January 3, 2017 by Doug Napolitano-Cremin
I am incredibly lucky to work within a fantastic faculty, surrounded by incredible teachers. Just over a year ago I became acutely aware that there was very little opportunity for the 15 teachers within our faculty to learn from each other. We have tried to set time aside in faculty meetings to share ideas, produced a newsletter each week, but one of the systems we are trying to develop that I am most passionate about is our ‘Green-Slip Peer Observations’.
The idea is incredibly simple. As an individual teacher, if I have a lesson and leave my classroom door open, that is a signal for anyone else in the faculty to come in and observe. The observing teacher can stay for as little or as long as they want.
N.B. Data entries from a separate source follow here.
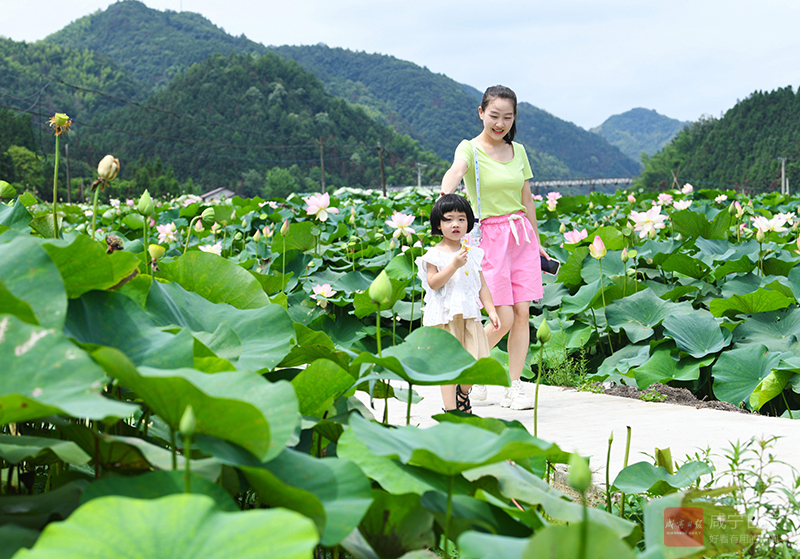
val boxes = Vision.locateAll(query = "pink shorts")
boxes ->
[479,212,543,306]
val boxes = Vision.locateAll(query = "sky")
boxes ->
[3,0,800,130]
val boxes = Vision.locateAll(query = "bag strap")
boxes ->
[468,140,481,222]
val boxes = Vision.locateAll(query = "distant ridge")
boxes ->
[591,108,688,168]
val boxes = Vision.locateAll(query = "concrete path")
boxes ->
[355,382,800,492]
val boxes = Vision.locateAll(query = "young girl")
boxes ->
[439,85,551,410]
[416,194,501,413]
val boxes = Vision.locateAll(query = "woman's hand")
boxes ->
[488,311,501,332]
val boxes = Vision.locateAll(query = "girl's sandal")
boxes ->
[456,385,472,414]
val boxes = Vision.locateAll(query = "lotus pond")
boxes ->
[0,182,798,558]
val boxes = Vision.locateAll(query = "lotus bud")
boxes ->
[589,235,606,260]
[568,453,591,494]
[589,201,594,209]
[253,229,262,242]
[263,224,272,238]
[368,270,392,305]
[200,207,215,225]
[137,189,154,217]
[559,222,567,233]
[609,431,614,444]
[0,180,16,198]
[536,319,551,344]
[794,222,799,233]
[349,207,357,224]
[179,404,196,438]
[281,219,290,236]
[648,228,657,240]
[756,228,765,243]
[389,239,396,250]
[675,233,683,241]
[728,201,737,215]
[97,155,120,181]
[148,244,166,260]
[621,247,629,263]
[211,222,221,235]
[234,232,243,242]
[194,220,204,232]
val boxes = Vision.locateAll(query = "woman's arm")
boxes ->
[520,180,549,258]
[478,271,501,331]
[440,159,469,195]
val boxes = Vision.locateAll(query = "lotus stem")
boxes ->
[52,135,60,238]
[91,184,101,240]
[282,235,287,293]
[444,475,454,559]
[620,425,631,517]
[598,260,613,354]
[170,427,177,471]
[605,431,613,512]
[534,345,544,437]
[184,216,201,254]
[184,435,192,494]
[579,493,588,559]
[406,382,413,426]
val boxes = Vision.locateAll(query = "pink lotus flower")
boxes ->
[199,242,222,255]
[303,192,339,222]
[673,200,692,211]
[563,228,588,244]
[657,193,673,206]
[629,206,667,239]
[156,222,178,244]
[546,192,562,211]
[751,215,787,233]
[310,283,337,308]
[682,184,694,194]
[533,194,543,201]
[589,235,606,259]
[385,212,415,239]
[627,194,636,204]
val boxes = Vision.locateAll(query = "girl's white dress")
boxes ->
[416,246,485,327]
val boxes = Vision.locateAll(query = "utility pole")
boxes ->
[377,142,386,196]
[416,162,427,188]
[65,143,71,204]
[319,137,325,193]
[778,157,787,195]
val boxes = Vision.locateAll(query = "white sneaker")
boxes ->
[470,384,488,401]
[501,380,534,410]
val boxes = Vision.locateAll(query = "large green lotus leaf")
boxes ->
[561,277,613,316]
[359,491,435,559]
[352,327,509,386]
[0,199,32,231]
[384,251,416,281]
[0,524,39,559]
[457,532,528,559]
[714,255,756,279]
[420,491,531,539]
[732,309,800,353]
[159,251,269,309]
[191,323,241,366]
[14,494,318,559]
[145,281,295,372]
[0,434,90,466]
[66,291,194,370]
[0,234,67,329]
[291,358,355,417]
[720,272,761,297]
[39,234,140,299]
[0,315,136,425]
[709,287,793,318]
[580,252,625,283]
[80,471,237,511]
[632,344,713,389]
[337,428,470,496]
[241,449,372,546]
[594,343,650,381]
[749,370,795,410]
[557,246,588,288]
[662,314,732,358]
[660,253,710,280]
[463,461,634,538]
[348,413,567,476]
[605,288,694,343]
[612,461,713,495]
[91,346,297,462]
[520,521,637,559]
[279,322,351,370]
[270,220,317,253]
[0,277,38,325]
[0,481,85,531]
[672,208,730,241]
[712,344,784,406]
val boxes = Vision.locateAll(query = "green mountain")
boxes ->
[637,86,799,192]
[591,108,688,168]
[43,0,640,180]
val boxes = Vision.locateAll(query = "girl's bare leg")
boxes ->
[441,385,457,410]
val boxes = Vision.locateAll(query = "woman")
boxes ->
[439,85,550,410]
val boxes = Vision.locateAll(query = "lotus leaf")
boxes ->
[605,288,693,343]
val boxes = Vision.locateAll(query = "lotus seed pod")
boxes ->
[201,207,216,225]
[0,180,16,198]
[536,319,551,344]
[53,113,69,127]
[179,405,196,438]
[568,453,591,494]
[137,189,154,217]
[97,155,120,181]
[148,244,166,260]
[628,249,637,260]
[369,270,392,305]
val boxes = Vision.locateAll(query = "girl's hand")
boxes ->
[489,311,501,331]
[452,248,468,268]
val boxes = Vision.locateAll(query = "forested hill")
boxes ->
[637,86,800,193]
[78,51,446,190]
[590,108,688,167]
[43,0,641,180]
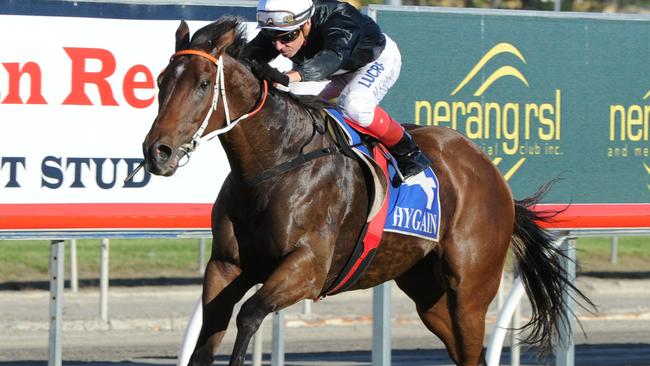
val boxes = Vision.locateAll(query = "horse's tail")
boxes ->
[510,180,594,356]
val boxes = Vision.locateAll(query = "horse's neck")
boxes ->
[219,93,321,184]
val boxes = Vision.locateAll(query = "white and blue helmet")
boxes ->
[256,0,315,31]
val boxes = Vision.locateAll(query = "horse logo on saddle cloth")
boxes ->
[323,109,442,295]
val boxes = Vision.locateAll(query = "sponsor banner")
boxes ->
[371,7,650,204]
[0,15,225,204]
[0,9,289,207]
[0,0,256,20]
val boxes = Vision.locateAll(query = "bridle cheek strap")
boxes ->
[172,49,268,155]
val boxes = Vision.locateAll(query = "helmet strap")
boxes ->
[301,21,310,46]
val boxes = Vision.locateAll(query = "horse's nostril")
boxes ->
[155,143,173,163]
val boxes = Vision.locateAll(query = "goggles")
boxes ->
[261,28,302,44]
[256,6,312,31]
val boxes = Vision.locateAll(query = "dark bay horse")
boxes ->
[142,17,590,366]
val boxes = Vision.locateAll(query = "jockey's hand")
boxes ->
[250,63,290,87]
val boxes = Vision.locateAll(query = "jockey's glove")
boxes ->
[250,63,290,87]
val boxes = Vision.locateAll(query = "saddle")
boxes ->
[321,108,442,296]
[321,109,391,295]
[244,107,440,297]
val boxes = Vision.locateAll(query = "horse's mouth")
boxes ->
[145,149,181,177]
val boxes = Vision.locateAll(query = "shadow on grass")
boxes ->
[579,271,650,279]
[0,276,202,291]
[3,272,649,291]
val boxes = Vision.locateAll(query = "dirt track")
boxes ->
[1,276,649,365]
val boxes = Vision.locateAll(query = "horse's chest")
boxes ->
[232,217,287,260]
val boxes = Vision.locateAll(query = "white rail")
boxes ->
[7,228,648,366]
[487,229,650,366]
The pay-back to the teacher being observed is that they are left with a green slip with three positive comments about what has been seen and one ‘something to think about’.
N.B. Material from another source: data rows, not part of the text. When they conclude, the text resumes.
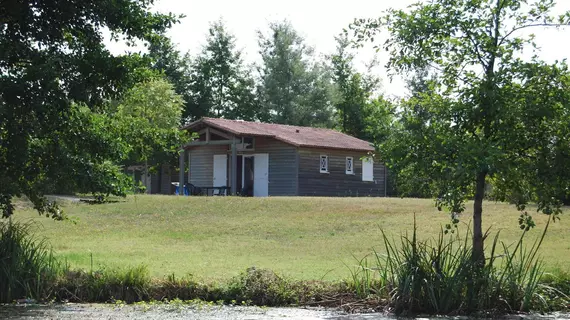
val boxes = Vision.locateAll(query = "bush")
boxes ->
[0,220,61,303]
[226,267,298,306]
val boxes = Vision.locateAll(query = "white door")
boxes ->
[254,153,269,197]
[213,155,227,187]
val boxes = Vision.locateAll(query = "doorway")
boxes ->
[241,155,254,196]
[235,154,269,197]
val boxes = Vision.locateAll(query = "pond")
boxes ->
[0,304,568,320]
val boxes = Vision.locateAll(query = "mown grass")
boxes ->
[13,196,570,281]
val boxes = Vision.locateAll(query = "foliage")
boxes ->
[187,20,261,121]
[330,33,382,139]
[0,0,179,218]
[257,20,336,127]
[350,0,570,263]
[116,78,185,166]
[42,104,133,199]
[147,36,195,122]
[0,221,61,303]
[348,218,568,315]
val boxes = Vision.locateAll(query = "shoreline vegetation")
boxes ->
[2,197,569,315]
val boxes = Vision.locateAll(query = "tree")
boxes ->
[0,0,178,218]
[351,0,570,264]
[148,37,195,122]
[32,104,134,201]
[331,33,380,139]
[187,20,260,121]
[117,78,185,164]
[257,21,336,127]
[116,78,185,192]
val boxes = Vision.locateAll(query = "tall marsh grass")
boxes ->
[56,264,152,303]
[348,216,567,315]
[0,220,61,303]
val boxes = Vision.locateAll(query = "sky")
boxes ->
[106,0,570,97]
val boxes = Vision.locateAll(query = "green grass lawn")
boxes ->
[13,196,570,281]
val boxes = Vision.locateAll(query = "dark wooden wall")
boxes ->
[254,137,298,196]
[297,147,386,197]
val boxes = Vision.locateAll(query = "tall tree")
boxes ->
[0,0,178,218]
[147,37,195,122]
[116,79,185,192]
[351,0,570,264]
[331,33,380,139]
[257,21,336,127]
[117,78,184,165]
[188,20,260,121]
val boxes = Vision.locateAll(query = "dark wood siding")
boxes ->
[297,147,386,197]
[188,145,228,187]
[254,137,298,196]
[159,164,173,194]
[150,171,160,194]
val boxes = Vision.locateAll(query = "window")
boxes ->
[237,136,255,151]
[320,155,328,173]
[362,158,374,181]
[242,136,254,149]
[346,157,354,174]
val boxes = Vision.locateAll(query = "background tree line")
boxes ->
[149,19,392,136]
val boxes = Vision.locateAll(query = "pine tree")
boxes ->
[188,20,260,121]
[257,21,335,127]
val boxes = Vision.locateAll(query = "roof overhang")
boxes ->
[181,117,376,152]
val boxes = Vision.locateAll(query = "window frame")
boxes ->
[345,157,354,175]
[239,136,255,151]
[319,155,329,173]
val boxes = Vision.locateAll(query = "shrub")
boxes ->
[226,267,297,306]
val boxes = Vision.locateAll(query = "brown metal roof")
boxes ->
[182,117,375,152]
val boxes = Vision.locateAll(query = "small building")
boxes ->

The aims of the open-door policy are to:
- Have the opportunity to learn from each other.
- Give a colleague some positive feedback.
- Break down the fear of being observed.
- Spread best practice across the faculty.
One of the biggest issues with the system during the time it has been running so far is the uneven distribution of people who have been observed and those who have been doing the observing. All subject HoDs and 2ics within the faculty have observed a number of people and have expressed how much they have learned and how fantastic it has been to see so much good teaching and learning taking place. Those staff however who do not have responsibilities but do have heavy teaching-loads have been observed numerous times but have not completed many, if any, observations themselves.
I am not entirely sure how to solve this issue currently. When discussing the reasons with teachers in the faculty the most common reason has been a lack of time. One possible solution I am going to try is to offer to cover one lesson for any colleague a half-term to enable them to have that opportunity to complete some observations.
In the long-term, I have discussed with other Heads of Faculty across the school the possibility of completing these types of observations across subjects. We will take stock around Easter, assess the impact within the faculty and then plan future developments.